社説 核兵器禁止条約 交渉開始の機は熟した

 広島、長崎の被爆者が待ち望む悲願に向けた重要な一歩となるのは間違いない。ジュネーブで開かれていた国連の軍縮に関する作業部会が、画期的といえる方向性を示した。

 核兵器を禁止する法的措置に関し、「幅広い支持」の下で2017年の交渉入りを国連総会に勧告する報告書を取りまとめた。異例の採決の末に賛成多数という形になったが、具体的な「年」が入ったのは大きい。

 1997年に中米の平和国家コスタリカがモデル案を提出して以来、なかなか理念の域を出なかった核兵器禁止条約が、国連の場で曲がりなりにも実現へ動き始めるなら喜ばしい。

 核保有国と核抑止力に固執する国々は一貫して後ろ向きだ。これに対し、作業部会の設置を主導したメキシコやオーストリアをはじめ、中南米、アフリカや東南アジアなどの100カ国以上が交渉入りに賛同しているという。条約推進の勢いが強まっていることを物語る。

 被爆地が訴え続けてきた核兵器の根源的な非人道性が、世界共通の常識として定着してきたことの反映でもあろう。
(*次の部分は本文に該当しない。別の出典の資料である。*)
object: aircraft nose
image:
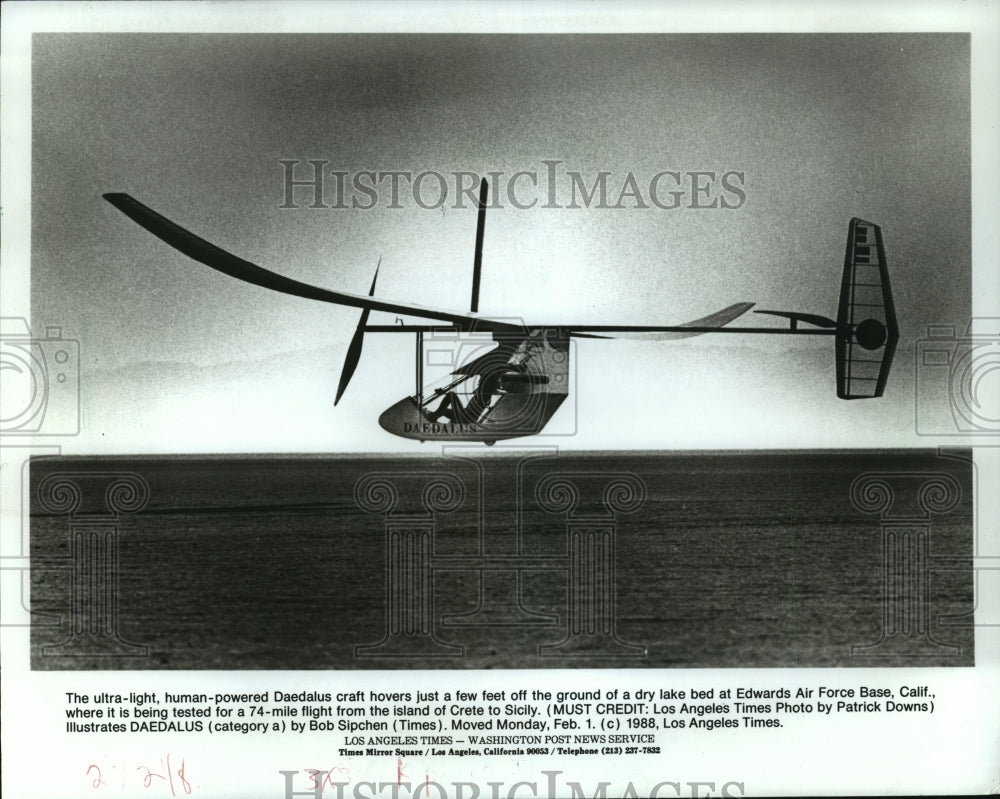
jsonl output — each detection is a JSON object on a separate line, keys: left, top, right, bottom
{"left": 378, "top": 397, "right": 423, "bottom": 439}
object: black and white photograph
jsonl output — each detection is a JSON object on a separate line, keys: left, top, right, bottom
{"left": 2, "top": 2, "right": 998, "bottom": 797}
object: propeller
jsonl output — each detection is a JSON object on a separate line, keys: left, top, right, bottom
{"left": 334, "top": 259, "right": 380, "bottom": 405}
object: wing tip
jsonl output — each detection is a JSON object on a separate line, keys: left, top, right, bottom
{"left": 103, "top": 192, "right": 134, "bottom": 209}
{"left": 722, "top": 301, "right": 755, "bottom": 321}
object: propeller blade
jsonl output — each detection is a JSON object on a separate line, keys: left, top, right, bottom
{"left": 335, "top": 313, "right": 369, "bottom": 405}
{"left": 334, "top": 259, "right": 380, "bottom": 406}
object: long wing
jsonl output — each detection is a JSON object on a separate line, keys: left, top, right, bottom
{"left": 103, "top": 193, "right": 520, "bottom": 333}
{"left": 104, "top": 193, "right": 755, "bottom": 339}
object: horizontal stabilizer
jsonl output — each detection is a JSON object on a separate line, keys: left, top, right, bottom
{"left": 754, "top": 309, "right": 837, "bottom": 329}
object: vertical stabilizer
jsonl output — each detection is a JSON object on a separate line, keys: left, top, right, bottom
{"left": 836, "top": 218, "right": 898, "bottom": 398}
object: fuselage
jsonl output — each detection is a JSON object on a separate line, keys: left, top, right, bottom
{"left": 378, "top": 329, "right": 571, "bottom": 442}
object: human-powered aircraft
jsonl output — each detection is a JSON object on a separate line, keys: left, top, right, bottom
{"left": 103, "top": 180, "right": 897, "bottom": 444}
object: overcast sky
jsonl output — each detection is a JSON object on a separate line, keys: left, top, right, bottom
{"left": 26, "top": 33, "right": 974, "bottom": 452}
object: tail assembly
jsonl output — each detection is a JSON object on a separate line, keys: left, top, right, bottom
{"left": 754, "top": 217, "right": 898, "bottom": 399}
{"left": 835, "top": 218, "right": 898, "bottom": 398}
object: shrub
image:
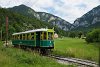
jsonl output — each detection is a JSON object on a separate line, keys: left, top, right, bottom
{"left": 68, "top": 32, "right": 76, "bottom": 38}
{"left": 78, "top": 31, "right": 83, "bottom": 38}
{"left": 85, "top": 29, "right": 100, "bottom": 43}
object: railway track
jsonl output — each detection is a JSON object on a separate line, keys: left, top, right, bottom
{"left": 48, "top": 55, "right": 99, "bottom": 67}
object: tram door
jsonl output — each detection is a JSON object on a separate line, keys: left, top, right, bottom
{"left": 36, "top": 32, "right": 40, "bottom": 47}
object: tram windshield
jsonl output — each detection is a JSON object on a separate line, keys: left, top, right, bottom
{"left": 48, "top": 32, "right": 53, "bottom": 40}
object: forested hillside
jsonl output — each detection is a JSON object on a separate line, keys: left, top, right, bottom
{"left": 0, "top": 4, "right": 100, "bottom": 40}
{"left": 9, "top": 5, "right": 100, "bottom": 32}
{"left": 8, "top": 5, "right": 73, "bottom": 31}
{"left": 0, "top": 8, "right": 67, "bottom": 40}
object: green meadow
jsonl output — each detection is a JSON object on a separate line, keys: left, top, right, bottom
{"left": 0, "top": 41, "right": 73, "bottom": 67}
{"left": 0, "top": 38, "right": 99, "bottom": 67}
{"left": 53, "top": 38, "right": 99, "bottom": 62}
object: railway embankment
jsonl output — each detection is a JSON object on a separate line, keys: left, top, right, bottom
{"left": 0, "top": 41, "right": 73, "bottom": 67}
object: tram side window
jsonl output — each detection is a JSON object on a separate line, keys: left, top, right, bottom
{"left": 48, "top": 32, "right": 53, "bottom": 40}
{"left": 41, "top": 32, "right": 43, "bottom": 40}
{"left": 17, "top": 35, "right": 19, "bottom": 40}
{"left": 20, "top": 34, "right": 22, "bottom": 40}
{"left": 27, "top": 34, "right": 29, "bottom": 40}
{"left": 23, "top": 34, "right": 25, "bottom": 40}
{"left": 12, "top": 35, "right": 14, "bottom": 40}
{"left": 14, "top": 35, "right": 15, "bottom": 40}
{"left": 31, "top": 33, "right": 34, "bottom": 40}
{"left": 15, "top": 35, "right": 17, "bottom": 40}
{"left": 15, "top": 35, "right": 16, "bottom": 40}
{"left": 44, "top": 32, "right": 47, "bottom": 40}
{"left": 16, "top": 35, "right": 19, "bottom": 40}
{"left": 17, "top": 35, "right": 18, "bottom": 39}
{"left": 27, "top": 33, "right": 31, "bottom": 40}
{"left": 18, "top": 35, "right": 20, "bottom": 40}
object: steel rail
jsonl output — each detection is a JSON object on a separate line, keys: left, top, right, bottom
{"left": 48, "top": 55, "right": 99, "bottom": 67}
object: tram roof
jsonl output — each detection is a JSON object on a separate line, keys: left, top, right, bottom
{"left": 12, "top": 28, "right": 54, "bottom": 35}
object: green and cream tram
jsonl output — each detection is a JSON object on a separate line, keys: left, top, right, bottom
{"left": 12, "top": 28, "right": 54, "bottom": 50}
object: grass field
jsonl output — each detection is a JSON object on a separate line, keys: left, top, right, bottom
{"left": 0, "top": 41, "right": 74, "bottom": 67}
{"left": 53, "top": 38, "right": 99, "bottom": 62}
{"left": 0, "top": 38, "right": 99, "bottom": 67}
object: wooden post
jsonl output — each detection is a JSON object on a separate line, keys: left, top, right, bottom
{"left": 6, "top": 16, "right": 8, "bottom": 46}
{"left": 0, "top": 19, "right": 2, "bottom": 40}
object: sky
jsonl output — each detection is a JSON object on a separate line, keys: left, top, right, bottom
{"left": 0, "top": 0, "right": 100, "bottom": 23}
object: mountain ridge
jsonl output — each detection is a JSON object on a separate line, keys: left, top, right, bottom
{"left": 73, "top": 5, "right": 100, "bottom": 31}
{"left": 8, "top": 4, "right": 74, "bottom": 31}
{"left": 0, "top": 8, "right": 68, "bottom": 40}
{"left": 8, "top": 4, "right": 100, "bottom": 32}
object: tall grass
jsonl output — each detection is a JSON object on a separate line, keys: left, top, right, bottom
{"left": 53, "top": 38, "right": 99, "bottom": 62}
{"left": 0, "top": 41, "right": 73, "bottom": 67}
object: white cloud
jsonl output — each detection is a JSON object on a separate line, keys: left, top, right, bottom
{"left": 0, "top": 0, "right": 100, "bottom": 23}
{"left": 52, "top": 0, "right": 100, "bottom": 23}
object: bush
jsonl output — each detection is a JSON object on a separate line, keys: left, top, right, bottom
{"left": 85, "top": 29, "right": 100, "bottom": 43}
{"left": 78, "top": 31, "right": 83, "bottom": 38}
{"left": 68, "top": 32, "right": 76, "bottom": 38}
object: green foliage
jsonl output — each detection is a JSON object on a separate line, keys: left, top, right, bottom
{"left": 9, "top": 6, "right": 69, "bottom": 37}
{"left": 0, "top": 8, "right": 67, "bottom": 40}
{"left": 78, "top": 31, "right": 83, "bottom": 38}
{"left": 67, "top": 31, "right": 86, "bottom": 38}
{"left": 54, "top": 26, "right": 68, "bottom": 37}
{"left": 85, "top": 29, "right": 100, "bottom": 43}
{"left": 0, "top": 41, "right": 70, "bottom": 67}
{"left": 68, "top": 32, "right": 75, "bottom": 38}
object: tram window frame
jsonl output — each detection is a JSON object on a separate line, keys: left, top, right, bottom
{"left": 26, "top": 34, "right": 29, "bottom": 40}
{"left": 20, "top": 34, "right": 22, "bottom": 40}
{"left": 48, "top": 32, "right": 53, "bottom": 40}
{"left": 25, "top": 34, "right": 27, "bottom": 40}
{"left": 23, "top": 34, "right": 25, "bottom": 40}
{"left": 17, "top": 35, "right": 20, "bottom": 40}
{"left": 40, "top": 32, "right": 43, "bottom": 40}
{"left": 27, "top": 33, "right": 31, "bottom": 40}
{"left": 31, "top": 33, "right": 34, "bottom": 40}
{"left": 17, "top": 35, "right": 18, "bottom": 39}
{"left": 14, "top": 35, "right": 15, "bottom": 40}
{"left": 16, "top": 35, "right": 18, "bottom": 40}
{"left": 14, "top": 35, "right": 16, "bottom": 40}
{"left": 44, "top": 32, "right": 47, "bottom": 40}
{"left": 17, "top": 35, "right": 19, "bottom": 40}
{"left": 12, "top": 35, "right": 14, "bottom": 40}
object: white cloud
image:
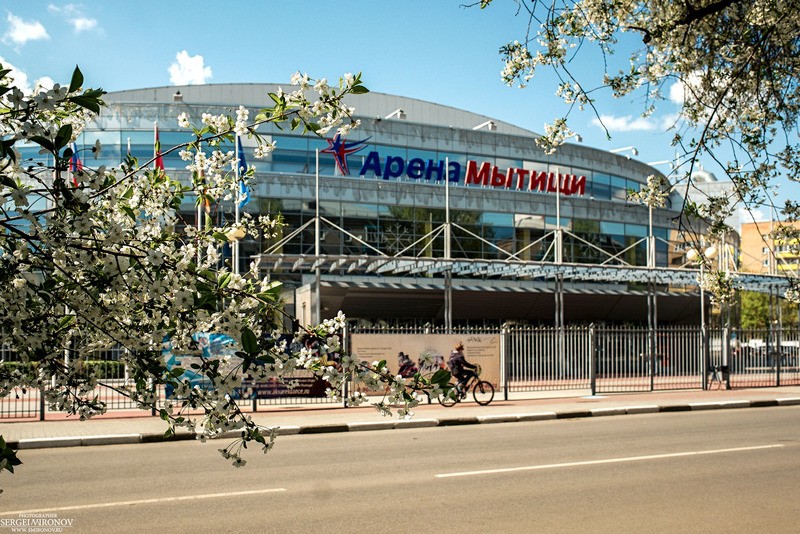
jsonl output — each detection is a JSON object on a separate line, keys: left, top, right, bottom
{"left": 669, "top": 80, "right": 685, "bottom": 104}
{"left": 35, "top": 76, "right": 55, "bottom": 91}
{"left": 47, "top": 4, "right": 98, "bottom": 33}
{"left": 71, "top": 17, "right": 97, "bottom": 32}
{"left": 168, "top": 50, "right": 212, "bottom": 85}
{"left": 47, "top": 4, "right": 97, "bottom": 33}
{"left": 740, "top": 207, "right": 769, "bottom": 223}
{"left": 669, "top": 72, "right": 705, "bottom": 105}
{"left": 0, "top": 56, "right": 32, "bottom": 93}
{"left": 591, "top": 114, "right": 657, "bottom": 133}
{"left": 3, "top": 13, "right": 49, "bottom": 47}
{"left": 0, "top": 57, "right": 55, "bottom": 95}
{"left": 659, "top": 112, "right": 681, "bottom": 130}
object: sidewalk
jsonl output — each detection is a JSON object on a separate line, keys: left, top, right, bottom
{"left": 4, "top": 386, "right": 800, "bottom": 449}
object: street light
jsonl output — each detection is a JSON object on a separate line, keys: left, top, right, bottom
{"left": 385, "top": 108, "right": 406, "bottom": 120}
{"left": 226, "top": 226, "right": 246, "bottom": 275}
{"left": 472, "top": 120, "right": 497, "bottom": 131}
{"left": 610, "top": 146, "right": 639, "bottom": 158}
{"left": 646, "top": 160, "right": 674, "bottom": 169}
{"left": 685, "top": 245, "right": 717, "bottom": 263}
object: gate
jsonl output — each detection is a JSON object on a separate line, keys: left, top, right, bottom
{"left": 593, "top": 326, "right": 704, "bottom": 393}
{"left": 505, "top": 326, "right": 590, "bottom": 392}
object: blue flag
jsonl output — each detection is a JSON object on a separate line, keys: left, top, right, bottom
{"left": 236, "top": 136, "right": 251, "bottom": 209}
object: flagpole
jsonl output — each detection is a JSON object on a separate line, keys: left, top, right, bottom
{"left": 315, "top": 149, "right": 321, "bottom": 324}
{"left": 197, "top": 170, "right": 203, "bottom": 265}
{"left": 445, "top": 157, "right": 452, "bottom": 333}
{"left": 67, "top": 143, "right": 74, "bottom": 187}
{"left": 233, "top": 135, "right": 241, "bottom": 275}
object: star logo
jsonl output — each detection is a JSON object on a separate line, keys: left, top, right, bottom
{"left": 321, "top": 133, "right": 370, "bottom": 175}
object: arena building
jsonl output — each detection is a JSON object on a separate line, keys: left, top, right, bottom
{"left": 62, "top": 84, "right": 779, "bottom": 327}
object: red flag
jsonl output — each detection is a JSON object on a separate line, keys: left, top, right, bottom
{"left": 154, "top": 123, "right": 164, "bottom": 171}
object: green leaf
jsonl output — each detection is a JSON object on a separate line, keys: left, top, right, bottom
{"left": 257, "top": 280, "right": 283, "bottom": 301}
{"left": 431, "top": 369, "right": 451, "bottom": 386}
{"left": 68, "top": 95, "right": 101, "bottom": 113}
{"left": 0, "top": 138, "right": 16, "bottom": 163}
{"left": 68, "top": 66, "right": 84, "bottom": 94}
{"left": 55, "top": 124, "right": 74, "bottom": 149}
{"left": 0, "top": 436, "right": 22, "bottom": 474}
{"left": 241, "top": 327, "right": 258, "bottom": 355}
{"left": 1, "top": 174, "right": 17, "bottom": 189}
{"left": 218, "top": 272, "right": 232, "bottom": 289}
{"left": 29, "top": 135, "right": 55, "bottom": 152}
{"left": 57, "top": 315, "right": 75, "bottom": 331}
{"left": 350, "top": 85, "right": 369, "bottom": 94}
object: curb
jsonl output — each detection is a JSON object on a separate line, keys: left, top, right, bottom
{"left": 7, "top": 398, "right": 800, "bottom": 451}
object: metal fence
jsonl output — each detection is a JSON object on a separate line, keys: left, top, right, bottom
{"left": 506, "top": 326, "right": 591, "bottom": 391}
{"left": 725, "top": 328, "right": 800, "bottom": 388}
{"left": 3, "top": 325, "right": 800, "bottom": 419}
{"left": 0, "top": 342, "right": 340, "bottom": 420}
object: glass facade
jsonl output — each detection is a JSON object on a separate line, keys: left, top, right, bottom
{"left": 19, "top": 93, "right": 684, "bottom": 278}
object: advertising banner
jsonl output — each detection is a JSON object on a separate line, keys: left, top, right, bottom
{"left": 163, "top": 333, "right": 329, "bottom": 399}
{"left": 349, "top": 333, "right": 501, "bottom": 387}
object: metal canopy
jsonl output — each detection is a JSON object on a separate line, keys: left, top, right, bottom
{"left": 257, "top": 253, "right": 788, "bottom": 293}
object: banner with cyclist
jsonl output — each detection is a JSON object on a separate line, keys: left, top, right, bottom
{"left": 349, "top": 333, "right": 501, "bottom": 388}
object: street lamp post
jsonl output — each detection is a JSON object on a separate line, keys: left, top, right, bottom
{"left": 687, "top": 244, "right": 718, "bottom": 389}
{"left": 609, "top": 146, "right": 639, "bottom": 158}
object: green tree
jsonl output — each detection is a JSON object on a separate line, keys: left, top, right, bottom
{"left": 740, "top": 290, "right": 799, "bottom": 329}
{"left": 477, "top": 0, "right": 800, "bottom": 301}
{"left": 0, "top": 67, "right": 449, "bottom": 482}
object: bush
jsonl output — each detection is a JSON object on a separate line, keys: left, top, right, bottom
{"left": 82, "top": 360, "right": 124, "bottom": 380}
{"left": 0, "top": 361, "right": 39, "bottom": 375}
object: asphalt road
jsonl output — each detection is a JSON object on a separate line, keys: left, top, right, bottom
{"left": 2, "top": 407, "right": 799, "bottom": 533}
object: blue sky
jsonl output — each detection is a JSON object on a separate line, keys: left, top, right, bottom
{"left": 0, "top": 1, "right": 724, "bottom": 185}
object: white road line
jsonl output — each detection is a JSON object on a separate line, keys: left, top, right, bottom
{"left": 435, "top": 444, "right": 785, "bottom": 478}
{"left": 0, "top": 488, "right": 287, "bottom": 516}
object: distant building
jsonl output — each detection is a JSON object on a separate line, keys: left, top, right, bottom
{"left": 740, "top": 220, "right": 800, "bottom": 275}
{"left": 683, "top": 167, "right": 742, "bottom": 232}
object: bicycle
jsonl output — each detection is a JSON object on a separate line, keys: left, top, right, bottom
{"left": 438, "top": 365, "right": 494, "bottom": 407}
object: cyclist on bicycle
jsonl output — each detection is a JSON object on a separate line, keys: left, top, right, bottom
{"left": 448, "top": 342, "right": 477, "bottom": 394}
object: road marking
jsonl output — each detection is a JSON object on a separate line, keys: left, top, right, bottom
{"left": 0, "top": 488, "right": 287, "bottom": 516}
{"left": 435, "top": 444, "right": 785, "bottom": 478}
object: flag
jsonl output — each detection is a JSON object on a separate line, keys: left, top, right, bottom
{"left": 154, "top": 123, "right": 164, "bottom": 171}
{"left": 69, "top": 142, "right": 82, "bottom": 186}
{"left": 236, "top": 135, "right": 251, "bottom": 209}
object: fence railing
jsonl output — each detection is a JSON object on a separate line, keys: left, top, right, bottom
{"left": 3, "top": 325, "right": 799, "bottom": 419}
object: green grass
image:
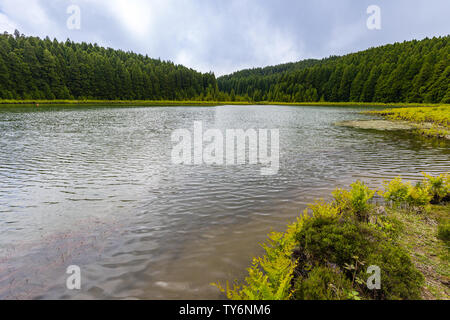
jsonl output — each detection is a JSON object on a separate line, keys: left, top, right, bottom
{"left": 368, "top": 106, "right": 450, "bottom": 139}
{"left": 391, "top": 204, "right": 450, "bottom": 299}
{"left": 0, "top": 99, "right": 238, "bottom": 107}
{"left": 1, "top": 99, "right": 449, "bottom": 108}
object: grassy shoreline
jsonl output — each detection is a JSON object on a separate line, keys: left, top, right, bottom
{"left": 1, "top": 99, "right": 449, "bottom": 108}
{"left": 367, "top": 106, "right": 450, "bottom": 139}
{"left": 215, "top": 174, "right": 450, "bottom": 300}
{"left": 393, "top": 203, "right": 450, "bottom": 299}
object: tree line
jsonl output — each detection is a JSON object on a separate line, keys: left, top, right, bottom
{"left": 1, "top": 31, "right": 448, "bottom": 103}
{"left": 0, "top": 30, "right": 220, "bottom": 101}
{"left": 218, "top": 36, "right": 449, "bottom": 104}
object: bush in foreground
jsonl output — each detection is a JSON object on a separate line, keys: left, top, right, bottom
{"left": 437, "top": 220, "right": 450, "bottom": 243}
{"left": 293, "top": 266, "right": 353, "bottom": 300}
{"left": 214, "top": 173, "right": 449, "bottom": 300}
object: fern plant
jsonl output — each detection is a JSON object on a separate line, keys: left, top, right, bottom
{"left": 212, "top": 217, "right": 303, "bottom": 300}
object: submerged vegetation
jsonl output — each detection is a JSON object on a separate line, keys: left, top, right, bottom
{"left": 369, "top": 105, "right": 450, "bottom": 139}
{"left": 214, "top": 173, "right": 450, "bottom": 300}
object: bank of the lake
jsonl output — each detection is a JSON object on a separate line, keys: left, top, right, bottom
{"left": 1, "top": 99, "right": 449, "bottom": 108}
{"left": 367, "top": 105, "right": 450, "bottom": 140}
{"left": 216, "top": 174, "right": 450, "bottom": 300}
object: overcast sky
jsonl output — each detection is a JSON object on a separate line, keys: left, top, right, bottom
{"left": 0, "top": 0, "right": 449, "bottom": 76}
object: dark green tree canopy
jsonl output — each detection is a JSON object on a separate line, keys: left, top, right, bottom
{"left": 0, "top": 31, "right": 217, "bottom": 101}
{"left": 0, "top": 32, "right": 448, "bottom": 104}
{"left": 218, "top": 36, "right": 449, "bottom": 104}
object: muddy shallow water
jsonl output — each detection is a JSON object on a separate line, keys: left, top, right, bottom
{"left": 0, "top": 105, "right": 449, "bottom": 299}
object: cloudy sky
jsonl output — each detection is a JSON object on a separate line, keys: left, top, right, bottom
{"left": 0, "top": 0, "right": 449, "bottom": 75}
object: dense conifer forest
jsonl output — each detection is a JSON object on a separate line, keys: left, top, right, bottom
{"left": 0, "top": 32, "right": 448, "bottom": 103}
{"left": 0, "top": 30, "right": 218, "bottom": 100}
{"left": 218, "top": 36, "right": 449, "bottom": 103}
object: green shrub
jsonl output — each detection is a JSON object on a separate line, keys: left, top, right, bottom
{"left": 294, "top": 266, "right": 353, "bottom": 300}
{"left": 368, "top": 214, "right": 403, "bottom": 240}
{"left": 364, "top": 244, "right": 424, "bottom": 300}
{"left": 406, "top": 182, "right": 432, "bottom": 207}
{"left": 296, "top": 216, "right": 423, "bottom": 300}
{"left": 382, "top": 177, "right": 410, "bottom": 207}
{"left": 332, "top": 187, "right": 352, "bottom": 215}
{"left": 423, "top": 173, "right": 450, "bottom": 203}
{"left": 349, "top": 181, "right": 375, "bottom": 221}
{"left": 332, "top": 181, "right": 375, "bottom": 221}
{"left": 215, "top": 176, "right": 435, "bottom": 301}
{"left": 295, "top": 217, "right": 379, "bottom": 268}
{"left": 382, "top": 173, "right": 450, "bottom": 208}
{"left": 307, "top": 200, "right": 340, "bottom": 219}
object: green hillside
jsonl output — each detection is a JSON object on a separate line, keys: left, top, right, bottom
{"left": 218, "top": 36, "right": 449, "bottom": 104}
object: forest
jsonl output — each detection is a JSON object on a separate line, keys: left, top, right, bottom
{"left": 0, "top": 30, "right": 219, "bottom": 101}
{"left": 218, "top": 36, "right": 449, "bottom": 104}
{"left": 0, "top": 31, "right": 448, "bottom": 104}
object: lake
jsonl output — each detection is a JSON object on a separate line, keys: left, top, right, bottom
{"left": 0, "top": 105, "right": 449, "bottom": 299}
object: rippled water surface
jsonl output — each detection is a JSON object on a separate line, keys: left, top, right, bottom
{"left": 0, "top": 105, "right": 449, "bottom": 299}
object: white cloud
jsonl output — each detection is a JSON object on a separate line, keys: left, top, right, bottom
{"left": 328, "top": 18, "right": 368, "bottom": 53}
{"left": 0, "top": 0, "right": 448, "bottom": 76}
{"left": 0, "top": 0, "right": 56, "bottom": 36}
{"left": 106, "top": 0, "right": 155, "bottom": 38}
{"left": 0, "top": 12, "right": 17, "bottom": 33}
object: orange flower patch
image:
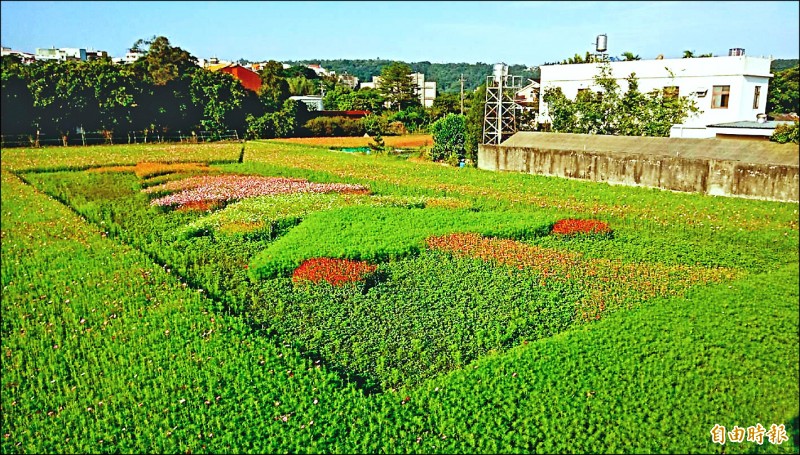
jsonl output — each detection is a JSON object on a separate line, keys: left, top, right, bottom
{"left": 175, "top": 200, "right": 223, "bottom": 212}
{"left": 426, "top": 232, "right": 739, "bottom": 322}
{"left": 552, "top": 219, "right": 611, "bottom": 236}
{"left": 133, "top": 162, "right": 211, "bottom": 179}
{"left": 292, "top": 257, "right": 377, "bottom": 286}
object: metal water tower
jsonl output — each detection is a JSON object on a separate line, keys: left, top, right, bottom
{"left": 482, "top": 63, "right": 523, "bottom": 145}
{"left": 596, "top": 34, "right": 608, "bottom": 53}
{"left": 593, "top": 34, "right": 609, "bottom": 62}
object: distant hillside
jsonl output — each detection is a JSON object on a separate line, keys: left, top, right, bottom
{"left": 772, "top": 59, "right": 799, "bottom": 72}
{"left": 284, "top": 59, "right": 536, "bottom": 94}
{"left": 281, "top": 58, "right": 796, "bottom": 95}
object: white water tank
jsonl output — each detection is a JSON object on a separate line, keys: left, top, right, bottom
{"left": 729, "top": 48, "right": 745, "bottom": 56}
{"left": 596, "top": 34, "right": 608, "bottom": 53}
{"left": 492, "top": 63, "right": 508, "bottom": 84}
 今秋の国連総会において、こうした廃絶派の国々は作業部会の勧告に基づき、おそらく条約制定の交渉開始を求める決議案を出すことになろう。総会は原則として多数決であり、採択自体は十分に可能といえる。

 ただ手放しで喜ぶのは早い。そもそも作業部会の議論には核保有国が参加していない。「当事者」抜きのまま条約化の流れが強まれば、保有国と非保有国の亀裂がさらに深刻になることは想像に難くない。作業部会の土壇場に米国の同盟国オーストラリアなどの要求で急きょ採決になったのも異論ありと念押しする狙いだったのだろう。安全保障に考慮しながら核軍縮を進めるべきだとの意見も、結果として報告書には併記された。

 確かに持てる国の存在を度外視し、その参加のない禁止条約なら実効性を欠く。しかし保有国の意向を優先する核軍縮の議論が、完全に行き詰まっているのも明らかだ。昨年、核拡散防止条約(NPT)再検討会議が何の成果もなく決裂した失望から、この作業部会が置かれた経緯を忘れるべきではない。

 過去には地雷の禁止条約のように有志国や非政府組織(NGO)の主導でまず制定し、少しずつ批准の輪を広げたケースがある。通常兵器取引を規制する武器貿易条約が反対国の意向を押し切って国連総会の多数決で制定された経緯も思い出す。

 核兵器禁止条約も、交渉開始への機は熟したのではないか。非保有国を中心に、禁止条約の中身を具体化していく動きを妨げてはならない。米国をはじめ保有国は協力すべきであり、その「橋渡し役」こそ被爆国日本が果たす役割のはずだ。

 なのに核抑止力への依存を公言し、今すぐの禁止条約に消極的な日本は今回の採決で棄権した。オバマ米大統領が検討する核先制不使用政策への反対姿勢に続いて、残念極まりない。

 徐々に核兵器を減らす「漸進的アプローチ」という日本政府のスタンスが、世界の潮流から取り残されている現実を直視すべきだ。日本主導で国連総会に毎年提出し、22年連続で採択された核兵器廃絶決議の意味も、このままなら色あせよう。